When faced with contradictory findings regarding At5g49945 function, researchers should implement this systematic reconciliation approach:

• Critical evaluation of experimental designs:

  • Compare methodological differences between contradictory studies

  • Assess statistical power and sample sizes

  • Evaluate the specificity of tools used (antibodies, probes, primers)

  • Consider differences in experimental conditions (growth conditions, developmental stages)

• Technical validation:

  • Repeat key experiments using standardized protocols

  • Use multiple independent techniques to address the same question

  • Employ more sensitive or specific methods when possible

  • Include appropriate positive and negative controls

• Genetic validation:

  • Use multiple alleles or mutant lines to confirm phenotypes

  • Perform complementation tests with the wild-type gene

  • Create rescue lines with specific domains to narrow down functional regions

  • Consider genetic background effects and use backcrossed lines

• Context-dependent function assessment:

  • Test if At5g49945 has different functions in different tissues or developmental stages

  • Investigate environmental or stress-dependent roles

  • Consider potential redundancy with related genes

  • Explore if contradictions arise from different protein isoforms or post-translational modifications

• Collaborative resolution:

  • Establish direct collaboration between labs with contradictory findings

  • Exchange biological materials and protocols

  • Perform joint experiments with team members from both groups

  • Publish reconciliation studies explaining the source of contradictions

This structured approach helps resolve contradictory findings about At5g49945, advancing understanding of its true biological function while addressing the complexities of experimental biology.

What methodologies effectively integrate At5g49945 research findings into broader plant biological knowledge?
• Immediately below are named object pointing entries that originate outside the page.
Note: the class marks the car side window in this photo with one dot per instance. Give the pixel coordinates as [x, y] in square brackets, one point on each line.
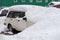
[4, 12]
[14, 14]
[10, 15]
[21, 14]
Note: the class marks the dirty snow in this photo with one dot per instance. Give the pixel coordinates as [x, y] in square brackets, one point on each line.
[46, 25]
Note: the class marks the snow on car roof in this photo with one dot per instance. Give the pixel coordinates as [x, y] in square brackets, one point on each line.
[21, 7]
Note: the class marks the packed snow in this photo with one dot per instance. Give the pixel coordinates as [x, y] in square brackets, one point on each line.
[46, 25]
To integrate At5g49945 research into broader plant biology knowledge, implement these methodologies:

• Pathway and network integration:

  • Map At5g49945 to known biological pathways in Arabidopsis

  • Use protein-protein interaction data to position At5g49945 in cellular networks

  • Identify central pathways affected in At5g49945 mutants

  • Create visual network models showing connections to established processes

• Cross-species comparison:

  • Identify orthologs of At5g49945 in crop species and model plants

  • Compare function, expression, and regulation across species

  • Assess if functional knowledge can be transferred to agriculturally important plants

• Physiological context mapping:

  • Connect molecular findings to whole-plant phenotypes

  • Relate At5g49945 function to established physiological processes

  • Develop models explaining how At5g49945 contributes to plant adaptation

• Database submission and annotation:

  • Update gene and protein databases with new functional information

  • Submit structures to PDB and models to appropriate repositories

  • Ensure comprehensive Gene Ontology annotation

  • Contribute to community annotation efforts like TAIR

• Ontology development:

  • Utilize standardized plant ontology terms to describe At5g49945 phenotypes

  • Map experimental results to existing ontology frameworks

  • Propose new ontology terms if needed for novel functions

• Synthetic biology applications:

  • Explore if At5g49945 knowledge can be applied in synthetic pathways

  • Assess potential for engineering improved plant traits

  • Design rational modifications based on structure-function insights

• Review and perspective publications:

  • Publish review articles positioning At5g49945 findings in broader contexts

  • Develop perspective pieces suggesting integrative research directions

  • Create comprehensive models incorporating At5g49945 into current knowledge frameworks

This integrative approach ensures that findings about the previously uncharacterized At5g49945 protein contribute to advancing plant biology as a whole, rather than remaining isolated observations.